A partir de ce négatif, on peut désormais obtenir autant de tirages positifs que l’on veut par noircissement direct.

Pour améliorer la transparence on prit l’habitude de cirer ou de huiler le papier.

Les calotypes sont rares et souvent en mauvais état. Les principales altérations sont :

  • les marques de pliures

  • les taches jaune-marron et la perte de contraste liés aux produits résiduels des traitements chimiques

  • les taches noires résultant d’un transfert du nitrate d’argent lors de tirages sur un papier salé pas totalement sec.

4.2.2. Les négatifs sur verre

Malgré sa fragilité, le verre reste un support longtemps utilisé pour la fabrication de négatifs.

Deux produits ont été employés pour fabriquer la couche photosensible :

  • l’albumine

  • le collodion, humide ou sec

4.2.2.1. Les négatifs à l'albumine

Ce procédé, appelé niepcéotypie ou nieçotypie, a été utilisé de 1847 à 1860.

Les étapes de production sont les suivantes :

  • préparation de la plaque de verre recouverte d’un mélange d’albumine contenant de l’iodure et du bromure de potassium.

  • Séchage de la plaque

  • Sensibilisation dans une solution d’acide acétique et de nitrate d’argent

  • Exposition longue

  • Développement par applications successives d une solution d’acide gallique et d’une solution de nitrate d’argent.

  • Fixage et lavage

Ces négatifs sont difficiles à distinguer des clichés verre au collodion et on connaît mal leur vieillissement.

4.2.2.2. Les négatifs au collodion

Deux techniques ont été parallèlement utilisées :

  • le collodion humide, de 1851 à 1885

  • le collodion sec, de 1855 à 1885

Le procédé au collodion humide permet, en raison de sa grande sensibilité, de réduire considérablement le temps de pose, mais il faut développer la plaque immédiatement après l’exposition, avant que le collodion ne sèche. Il était donc surtout adapté au travail en studio et fut employé jusqu’en 1900 en raison de son coût modique et de sa rapidité d’emploi.

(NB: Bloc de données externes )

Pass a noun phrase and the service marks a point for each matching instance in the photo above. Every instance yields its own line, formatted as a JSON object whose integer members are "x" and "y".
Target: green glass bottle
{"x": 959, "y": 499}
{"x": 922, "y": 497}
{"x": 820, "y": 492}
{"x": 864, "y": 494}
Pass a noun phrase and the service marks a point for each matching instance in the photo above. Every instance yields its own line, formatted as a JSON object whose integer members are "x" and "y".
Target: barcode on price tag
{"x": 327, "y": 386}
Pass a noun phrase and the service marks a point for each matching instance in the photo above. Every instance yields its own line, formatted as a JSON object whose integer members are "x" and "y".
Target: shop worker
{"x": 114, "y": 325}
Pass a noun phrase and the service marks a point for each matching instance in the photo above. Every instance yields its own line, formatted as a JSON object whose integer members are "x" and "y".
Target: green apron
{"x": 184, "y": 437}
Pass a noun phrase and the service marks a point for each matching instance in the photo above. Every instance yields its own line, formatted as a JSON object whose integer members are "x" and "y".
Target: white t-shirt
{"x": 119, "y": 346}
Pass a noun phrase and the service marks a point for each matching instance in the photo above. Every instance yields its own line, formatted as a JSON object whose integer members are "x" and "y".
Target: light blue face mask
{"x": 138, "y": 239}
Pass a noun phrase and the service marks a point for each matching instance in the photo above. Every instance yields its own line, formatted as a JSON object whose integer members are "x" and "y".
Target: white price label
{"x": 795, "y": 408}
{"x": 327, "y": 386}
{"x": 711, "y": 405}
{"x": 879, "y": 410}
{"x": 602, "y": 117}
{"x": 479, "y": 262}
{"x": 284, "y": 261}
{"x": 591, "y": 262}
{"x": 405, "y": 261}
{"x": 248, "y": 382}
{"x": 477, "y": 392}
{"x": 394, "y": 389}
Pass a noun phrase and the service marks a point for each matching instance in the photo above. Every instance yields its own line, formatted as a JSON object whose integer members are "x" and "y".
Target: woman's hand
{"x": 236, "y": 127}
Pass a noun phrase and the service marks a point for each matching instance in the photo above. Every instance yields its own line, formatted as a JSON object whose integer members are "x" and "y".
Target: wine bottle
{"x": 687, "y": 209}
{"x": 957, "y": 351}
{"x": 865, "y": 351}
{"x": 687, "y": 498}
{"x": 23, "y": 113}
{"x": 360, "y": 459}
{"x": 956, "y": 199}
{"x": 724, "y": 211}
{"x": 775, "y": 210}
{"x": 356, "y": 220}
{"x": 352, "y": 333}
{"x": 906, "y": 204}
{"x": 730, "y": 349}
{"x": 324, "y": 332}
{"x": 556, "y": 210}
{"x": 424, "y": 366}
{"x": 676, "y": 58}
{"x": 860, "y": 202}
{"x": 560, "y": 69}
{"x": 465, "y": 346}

La production suivant les étapes suivantes :

  • Recouvrement de la plaque de vers nettoyée avec un couche de collodion i oduré et bromuré

  • Sensibilisation au nitrate d’argent

  • Exposition

  • Développement

  • Fixage à l’hyposulfite ou au cyanure et lavage

  • Vernissage et retouche

De nombreuses formules ont eu pour but principal de permettre, avec un même rendu, une utilisation moins contraignante dans le temps grâce à l’introduction de substances maintenant une certaine humidité à l’intérieur du collodion. C'est ce qu'on appelle le procédé au collodion sec.

Parmi ces procédés, il en est un qui préfigure les procédés industriels : en 1867, une firme anglaise commercialise des plaques recouvertes en une seule opération d’une émulsion de collodion et de sels sensibles.

Les négatifs au collodion sont abondants dans les collections photographiques. En lumière réfléchie, ils présentent une tonalité de couleur crème qui permet de les différencier de procédés au gélatino-bromure d’argent. Mais selon les traitements chimiques subis par le cliché, cette teinte peut aller jusqu’au brun-noir.

Les altérations peuvent être :

  • Brisures et fêlures du verre

  • Rayures de la couche de collodion

  • Réticulation et boursouflures en cas de mauvaise préparation de la plaque

  • Jaunissement de certains vernis

4.2.3. Les négatifs gélatino-argentiques

La gélatine, utilisée dès 1839, sur les papiers salés par Talbot, devint un composant indispensable à la photographie à partir des années 1880.

La première émulsion au gélatino-bromure d’argent fut préparée par Richard Leach Maddox en 1871.

4.2.3.1. Les négatifs sur plaque de verre (1878-1940)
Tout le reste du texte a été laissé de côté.